IT WON’T have escaped anyone’s attention that in a week's time, we have another General Election. I thought it might be helpful to summarise the main parties’ manifesto pledges, as they may affect family law.

The Conservative Party Their manifesto Forward, together – Our Plan for a Stronger Britain and a Prosperous Future was launched on Thursday 18 May.

The main Family Law issues are: Access to justice: p Continue to modernise courts, improving court buildings and facilities and making it easier for people to resolve disputes and secure justice

  • Introduce a Domestic Violence and Abuse Bill and create a domestic violence and abuse commissioner
  • Ensure publicly-funded advocates have specialist training in handling victims before taking on serious sexual offences cases.
  • Ensure that child victims and victims of sexual violence are able to be cross-examined before their trial without the distress of having to appear in court.
  • Will not repeal or replace the Human Rights Act while the process of Brexit is underway.
  • Remain signatories to the European Convention on Human Rights for the duration of the next parliament.

Labour Party Their manifesto, For The Many Not The Few, was launched on Tuesday 16 May.

The main issues for Family Law are: p Introduction of no-fault divorce procedure.

  • Continue to extend the use of technology in our court service where it enhances access to justice, timely dispute resolution and efficient administration.
  • Retain the Human Rights Act.
  • Immediate reintroduction of legal aid for private family law matters in the courts.
  • Extend legal aid for the preparation of judicial review.

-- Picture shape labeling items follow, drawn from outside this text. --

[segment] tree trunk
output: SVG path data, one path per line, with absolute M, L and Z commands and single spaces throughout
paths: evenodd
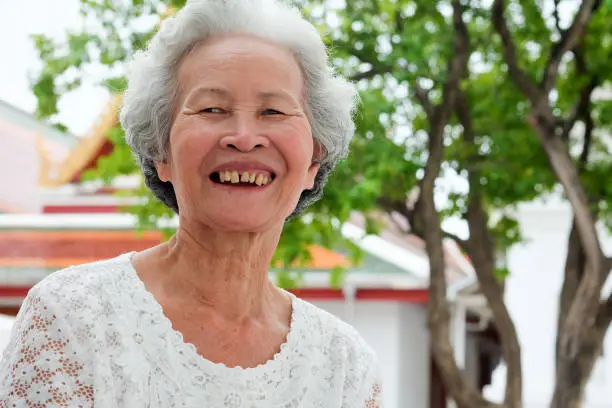
M 563 286 L 561 288 L 561 297 L 559 298 L 559 315 L 557 318 L 557 339 L 555 347 L 555 361 L 559 361 L 560 347 L 559 338 L 567 314 L 572 305 L 572 302 L 576 298 L 576 292 L 578 291 L 578 285 L 580 285 L 580 279 L 582 279 L 583 269 L 585 267 L 585 255 L 582 250 L 580 243 L 580 236 L 576 229 L 576 222 L 572 222 L 572 229 L 570 231 L 569 239 L 567 242 L 567 256 L 565 258 L 565 276 L 563 280 Z M 556 363 L 558 365 L 558 363 Z
M 602 306 L 603 309 L 603 306 Z M 610 316 L 600 312 L 574 358 L 561 354 L 551 408 L 580 408 L 586 384 L 601 356 Z

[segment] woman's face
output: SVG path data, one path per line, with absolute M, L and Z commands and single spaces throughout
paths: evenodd
M 224 231 L 282 224 L 319 166 L 295 57 L 247 35 L 208 40 L 178 70 L 168 158 L 181 218 Z

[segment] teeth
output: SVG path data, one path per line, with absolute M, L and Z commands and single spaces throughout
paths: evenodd
M 249 173 L 248 171 L 238 172 L 237 170 L 232 171 L 220 171 L 219 180 L 222 183 L 251 183 L 256 184 L 258 186 L 265 186 L 270 181 L 272 181 L 271 177 L 265 176 L 263 174 L 258 173 Z

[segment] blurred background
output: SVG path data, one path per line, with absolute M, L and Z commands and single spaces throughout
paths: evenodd
M 117 109 L 184 3 L 3 6 L 0 349 L 45 276 L 172 234 Z M 361 101 L 270 278 L 360 331 L 387 407 L 612 407 L 612 2 L 293 3 Z

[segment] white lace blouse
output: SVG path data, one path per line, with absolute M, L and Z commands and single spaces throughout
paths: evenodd
M 0 362 L 0 408 L 379 408 L 378 361 L 348 324 L 292 297 L 286 342 L 254 368 L 183 341 L 130 254 L 56 272 L 28 294 Z

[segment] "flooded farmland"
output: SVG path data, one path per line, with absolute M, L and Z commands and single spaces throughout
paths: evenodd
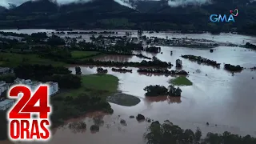
M 19 30 L 22 31 L 22 30 Z M 16 31 L 18 32 L 18 31 Z M 26 33 L 26 30 L 22 31 Z M 38 32 L 38 31 L 33 31 Z M 30 33 L 30 32 L 27 32 Z M 134 36 L 137 32 L 134 32 Z M 122 30 L 118 34 L 124 35 Z M 151 35 L 150 35 L 151 34 Z M 242 44 L 243 40 L 255 43 L 256 38 L 250 36 L 222 34 L 220 35 L 203 34 L 181 34 L 171 33 L 148 34 L 148 36 L 166 38 L 188 37 L 193 38 L 208 38 L 217 42 L 229 42 Z M 85 34 L 82 38 L 87 38 Z M 214 39 L 212 37 L 214 37 Z M 88 37 L 89 38 L 89 37 Z M 105 115 L 100 112 L 90 114 L 74 121 L 85 121 L 87 126 L 94 123 L 93 116 L 102 116 L 104 124 L 100 126 L 99 132 L 91 134 L 89 128 L 83 133 L 74 133 L 70 129 L 59 128 L 54 131 L 52 140 L 49 143 L 122 143 L 142 144 L 145 143 L 143 134 L 147 122 L 138 122 L 130 115 L 136 116 L 142 114 L 147 118 L 158 120 L 170 120 L 183 129 L 196 130 L 199 127 L 203 134 L 207 132 L 222 133 L 230 131 L 241 135 L 251 134 L 256 136 L 256 71 L 246 69 L 234 75 L 223 70 L 223 63 L 240 65 L 250 68 L 256 66 L 256 52 L 242 47 L 218 46 L 214 48 L 214 53 L 209 49 L 192 49 L 185 47 L 161 46 L 162 54 L 152 54 L 147 52 L 138 52 L 147 57 L 156 56 L 165 62 L 175 62 L 182 60 L 183 70 L 189 71 L 188 79 L 193 82 L 191 86 L 181 86 L 182 90 L 180 98 L 160 97 L 148 98 L 144 96 L 143 88 L 149 85 L 163 85 L 168 86 L 170 76 L 154 75 L 151 74 L 138 74 L 138 68 L 133 73 L 118 73 L 111 71 L 112 67 L 106 67 L 108 74 L 119 78 L 119 90 L 122 93 L 134 95 L 141 99 L 141 102 L 134 106 L 122 106 L 110 103 L 114 114 Z M 170 51 L 173 54 L 170 55 Z M 219 69 L 210 66 L 199 65 L 189 60 L 182 58 L 182 54 L 193 54 L 202 56 L 222 63 Z M 106 55 L 97 58 L 101 61 L 118 62 L 141 62 L 143 59 L 135 56 Z M 82 74 L 97 73 L 95 66 L 79 66 Z M 75 73 L 75 66 L 70 66 L 70 70 Z M 175 70 L 174 66 L 171 70 Z M 196 70 L 200 70 L 200 73 Z M 107 85 L 107 83 L 106 83 Z M 120 119 L 124 119 L 127 126 L 122 126 Z M 207 126 L 206 122 L 210 125 Z

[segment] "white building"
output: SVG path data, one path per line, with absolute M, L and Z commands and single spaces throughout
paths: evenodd
M 36 88 L 41 84 L 41 82 L 32 82 L 30 79 L 20 79 L 20 78 L 16 78 L 14 80 L 14 82 L 17 84 L 23 84 L 26 85 L 28 87 L 30 87 L 32 90 L 35 90 Z
M 58 82 L 46 82 L 49 85 L 49 94 L 55 94 L 58 91 Z
M 0 74 L 7 74 L 7 73 L 13 73 L 14 70 L 9 67 L 0 67 Z
M 10 108 L 14 103 L 14 100 L 12 99 L 6 99 L 4 101 L 0 102 L 0 110 L 6 110 Z
M 38 86 L 40 84 L 42 84 L 42 82 L 32 82 L 30 79 L 20 79 L 20 78 L 17 78 L 14 80 L 14 82 L 17 84 L 23 84 L 23 85 L 26 85 L 28 86 L 32 90 L 35 90 L 36 88 L 38 88 Z M 48 82 L 46 84 L 47 84 L 49 86 L 49 94 L 50 95 L 53 95 L 55 94 L 58 91 L 58 82 Z

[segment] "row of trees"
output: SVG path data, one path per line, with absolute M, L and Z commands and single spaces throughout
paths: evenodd
M 194 55 L 182 55 L 183 58 L 187 58 L 190 61 L 195 61 L 198 63 L 203 63 L 206 65 L 210 65 L 214 67 L 219 67 L 220 63 L 218 63 L 216 61 L 210 60 L 201 56 L 194 56 Z
M 168 69 L 153 69 L 153 68 L 140 68 L 137 70 L 138 73 L 154 73 L 154 74 L 181 74 L 188 75 L 188 73 L 185 70 L 169 70 Z
M 169 90 L 166 87 L 159 85 L 150 85 L 146 86 L 143 90 L 146 91 L 145 95 L 147 97 L 157 97 L 165 95 L 169 95 L 171 97 L 180 97 L 182 92 L 179 87 L 175 88 L 172 85 L 169 86 Z
M 94 66 L 146 66 L 146 67 L 171 67 L 173 65 L 170 62 L 161 62 L 161 61 L 142 61 L 141 62 L 114 62 L 114 61 L 97 61 L 93 59 L 86 59 L 86 60 L 69 60 L 67 62 L 70 64 L 78 64 L 78 65 L 94 65 Z
M 256 138 L 250 135 L 245 137 L 224 132 L 222 134 L 208 133 L 202 138 L 200 129 L 194 132 L 190 129 L 183 130 L 169 121 L 160 124 L 154 122 L 145 133 L 147 144 L 253 144 Z
M 229 71 L 236 72 L 236 71 L 242 71 L 243 70 L 243 67 L 241 67 L 239 65 L 234 66 L 230 64 L 225 64 L 224 69 Z

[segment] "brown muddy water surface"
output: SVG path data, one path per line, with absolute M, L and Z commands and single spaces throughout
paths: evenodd
M 21 31 L 21 30 L 20 30 Z M 124 31 L 118 33 L 122 34 Z M 136 35 L 137 33 L 134 35 Z M 194 38 L 208 38 L 219 42 L 230 42 L 242 44 L 245 42 L 255 42 L 256 38 L 223 34 L 213 36 L 204 34 L 153 34 L 151 35 L 166 38 L 188 37 Z M 83 36 L 86 37 L 86 36 Z M 212 39 L 212 37 L 214 37 Z M 223 62 L 241 65 L 249 68 L 256 66 L 256 52 L 241 47 L 220 46 L 214 48 L 214 53 L 209 50 L 195 50 L 182 47 L 162 46 L 163 54 L 155 54 L 160 60 L 171 62 L 174 64 L 177 58 L 182 60 L 183 70 L 189 71 L 188 78 L 193 82 L 191 86 L 182 86 L 182 98 L 167 97 L 145 98 L 143 88 L 149 85 L 163 85 L 168 86 L 168 80 L 172 77 L 164 75 L 142 74 L 137 73 L 138 68 L 132 69 L 133 73 L 118 73 L 111 71 L 112 67 L 106 67 L 108 74 L 119 78 L 119 90 L 125 94 L 134 95 L 141 99 L 141 102 L 134 106 L 122 106 L 110 103 L 114 114 L 105 115 L 97 112 L 90 116 L 102 115 L 104 121 L 99 132 L 91 134 L 90 126 L 94 123 L 90 117 L 82 117 L 74 121 L 85 121 L 87 130 L 84 133 L 74 133 L 68 128 L 59 128 L 48 143 L 61 144 L 143 144 L 143 134 L 150 125 L 147 122 L 138 122 L 130 115 L 142 114 L 154 120 L 162 122 L 170 120 L 183 129 L 196 130 L 199 127 L 203 134 L 207 132 L 222 133 L 230 131 L 234 134 L 256 136 L 256 71 L 244 70 L 241 73 L 232 74 L 223 70 Z M 173 51 L 171 56 L 170 51 Z M 135 52 L 139 54 L 139 52 Z M 142 54 L 152 58 L 149 53 Z M 198 65 L 196 62 L 183 59 L 182 54 L 202 56 L 222 63 L 220 69 L 209 66 Z M 98 58 L 102 61 L 140 62 L 143 59 L 123 56 L 104 56 Z M 82 74 L 96 73 L 97 67 L 80 66 Z M 75 66 L 70 67 L 74 73 Z M 172 69 L 175 69 L 174 66 Z M 196 73 L 200 70 L 201 73 Z M 193 73 L 194 72 L 194 73 Z M 207 74 L 207 76 L 206 76 Z M 127 126 L 122 126 L 120 119 L 126 121 Z M 206 126 L 206 122 L 210 126 Z M 217 125 L 217 126 L 215 126 Z

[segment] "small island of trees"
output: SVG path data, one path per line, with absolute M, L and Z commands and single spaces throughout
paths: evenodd
M 159 85 L 150 85 L 146 86 L 143 90 L 146 91 L 145 95 L 147 97 L 156 97 L 164 95 L 169 95 L 171 97 L 181 97 L 182 90 L 179 87 L 175 88 L 174 86 L 170 85 L 168 88 L 169 89 Z
M 218 63 L 216 61 L 210 60 L 200 56 L 194 55 L 182 55 L 182 58 L 189 59 L 190 61 L 195 61 L 198 63 L 204 63 L 206 65 L 212 66 L 214 67 L 220 67 L 221 64 Z
M 128 69 L 115 69 L 115 68 L 112 68 L 111 69 L 112 71 L 117 71 L 117 72 L 120 72 L 120 73 L 132 73 L 133 70 L 128 70 Z
M 241 67 L 239 65 L 234 66 L 230 64 L 225 64 L 224 69 L 229 71 L 237 72 L 237 71 L 242 71 L 243 70 L 243 67 Z
M 140 68 L 137 70 L 138 73 L 154 73 L 154 74 L 179 74 L 179 75 L 188 75 L 189 74 L 185 70 L 168 70 L 167 69 L 153 69 L 153 68 Z

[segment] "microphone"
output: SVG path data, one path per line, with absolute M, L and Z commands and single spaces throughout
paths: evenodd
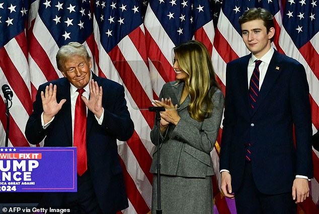
M 2 86 L 2 92 L 5 95 L 5 98 L 10 101 L 12 100 L 12 97 L 13 97 L 13 92 L 10 89 L 10 87 L 7 84 L 5 84 Z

Liberal Democrat Party Their manifesto, Change Britain’s Future, was launched on Wednesday 18 May, and the main issues for Family Law are:

  • Ensure that the UK retains international arrangements for jurisdiction, the recognition and enforcement of judgments and for family cases under the EU Brussels I and Brussels II regulation and the Hague child abduction convention.
  • Conduct an urgent and comprehensive review of the effects of the Legal Aid, Sentencing and Punishment of Offenders Act on access to justice.
  • Review the investigation, prosecution, procedures and rules of evidence in cases of sexual and domestic violence.
  • Reverse the massive increases in court and tribunal fees.
  • Continue to modernise and simplify court procedures.
  • Oppose any attempt to withdraw from the ECHR and abolish or water down the Human Rights Act.

For me, the most interesting of all of the above proposals, are those in relation to domestic abuse, Legal Aid and the Labour Party’s proposal to finally introduce a ‘no fault’ based divorce, something many family lawyers have been campaigning for for years.